Levin Johnston Closes REO Sale of Redeveloped Oakland Multifamily
CRE Market Beat Take
An REO sale clearing at about one-third of development cost in Downtown Oakland underscores how sharply pricing can reset when lenders take back recently redeveloped assets. Investors and lenders should benchmark similar urban mixed-use assets against this kind of distressed exit basis when sizing risk and recovery values.

Levin Johnston of Marcus & Millichap has closed the sale of a recently redeveloped mixed-use property at 316 12th St. in Downtown Oakland. The transaction, totaling $8.1 million, involved a lender-controlled asset and was completed as a real estate owned (REO) sale. Levin Johnston represented the seller and also sourced the buyer for the property.

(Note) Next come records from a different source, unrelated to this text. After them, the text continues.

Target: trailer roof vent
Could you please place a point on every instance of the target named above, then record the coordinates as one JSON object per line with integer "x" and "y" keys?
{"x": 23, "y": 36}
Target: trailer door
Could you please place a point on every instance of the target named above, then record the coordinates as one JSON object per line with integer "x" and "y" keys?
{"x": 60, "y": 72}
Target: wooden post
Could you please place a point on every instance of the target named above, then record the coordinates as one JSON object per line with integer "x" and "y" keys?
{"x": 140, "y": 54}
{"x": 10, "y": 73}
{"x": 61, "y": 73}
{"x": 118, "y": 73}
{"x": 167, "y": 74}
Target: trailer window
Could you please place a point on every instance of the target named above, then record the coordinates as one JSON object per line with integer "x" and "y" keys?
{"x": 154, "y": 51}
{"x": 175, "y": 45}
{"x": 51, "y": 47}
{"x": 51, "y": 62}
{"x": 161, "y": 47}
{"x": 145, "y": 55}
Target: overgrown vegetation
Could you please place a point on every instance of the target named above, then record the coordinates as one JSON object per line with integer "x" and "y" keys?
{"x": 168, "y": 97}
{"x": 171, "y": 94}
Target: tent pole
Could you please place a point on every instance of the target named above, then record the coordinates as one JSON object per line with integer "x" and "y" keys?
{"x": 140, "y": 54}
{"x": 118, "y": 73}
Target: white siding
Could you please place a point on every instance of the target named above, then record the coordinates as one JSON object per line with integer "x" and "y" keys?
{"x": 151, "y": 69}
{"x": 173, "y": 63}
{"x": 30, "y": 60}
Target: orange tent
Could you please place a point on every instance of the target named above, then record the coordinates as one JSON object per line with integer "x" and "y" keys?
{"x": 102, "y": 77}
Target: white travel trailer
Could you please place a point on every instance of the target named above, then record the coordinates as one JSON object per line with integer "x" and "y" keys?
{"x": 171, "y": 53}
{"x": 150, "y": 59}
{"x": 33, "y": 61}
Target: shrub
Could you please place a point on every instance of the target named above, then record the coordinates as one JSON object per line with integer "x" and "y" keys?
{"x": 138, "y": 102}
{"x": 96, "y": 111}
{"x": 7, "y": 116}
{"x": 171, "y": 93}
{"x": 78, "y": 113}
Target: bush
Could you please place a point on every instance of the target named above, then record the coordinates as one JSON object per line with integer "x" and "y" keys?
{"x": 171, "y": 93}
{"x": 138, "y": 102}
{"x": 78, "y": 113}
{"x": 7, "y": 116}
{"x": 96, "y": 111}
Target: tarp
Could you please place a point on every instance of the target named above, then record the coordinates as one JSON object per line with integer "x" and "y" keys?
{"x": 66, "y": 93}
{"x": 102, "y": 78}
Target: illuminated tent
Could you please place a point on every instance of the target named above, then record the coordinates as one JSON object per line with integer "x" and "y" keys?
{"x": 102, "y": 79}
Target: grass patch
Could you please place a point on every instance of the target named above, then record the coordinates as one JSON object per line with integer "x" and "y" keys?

The asset consists of 27 apartment units positioned above two ground-level retail or office suites, creating a mixed-use configuration in the downtown core. According to executive managing director Adam Levin, the seller in this transaction was the original PACE loan lender, which had taken possession of the building following its extensive redevelopment.

Levin noted that the property had undergone a major transformation prior to the sale. It was converted from a two-story commercial structure into a five-story mixed-use building featuring apartment homes with modern, attractive in-unit amenities. The redevelopment effectively repositioned the property from a lower-density commercial use to a higher-density residential and retail or office combination.

Despite ongoing challenges in the Oakland market, which Levin described as being in a period of flux, the marketing process generated multiple competitive offers. He attributed the depth of bidding to how the opportunity was framed to investors, emphasizing both the discount to development cost and the underlying real estate fundamentals.

Levin highlighted that the sale price represented roughly one-third of the property’s over-$20-million development cost, positioning the offering as a chance to acquire a newly redeveloped asset at a significant basis reduction. This pricing dynamic was a key part of the investment thesis presented to prospective buyers.

In addition to the recent construction work and in-unit amenities, the property’s location was presented as a core part of its value proposition. The building is described as being close to major employers and key transportation corridors, as well as a range of shopping, dining, and entertainment options in Downtown Oakland. These locational attributes, combined with the recent redevelopment, were cited as central factors in generating investor interest.

The conclusion of this REO sale illustrates how capital tied to PACE-financed redevelopment can ultimately be recycled in the market, even amid local headwinds. For both the lender-seller and the buyer, the transaction reflects a reset in valuation relative to development cost, while placing a modernized mixed-use property into new ownership in the heart of Downtown Oakland.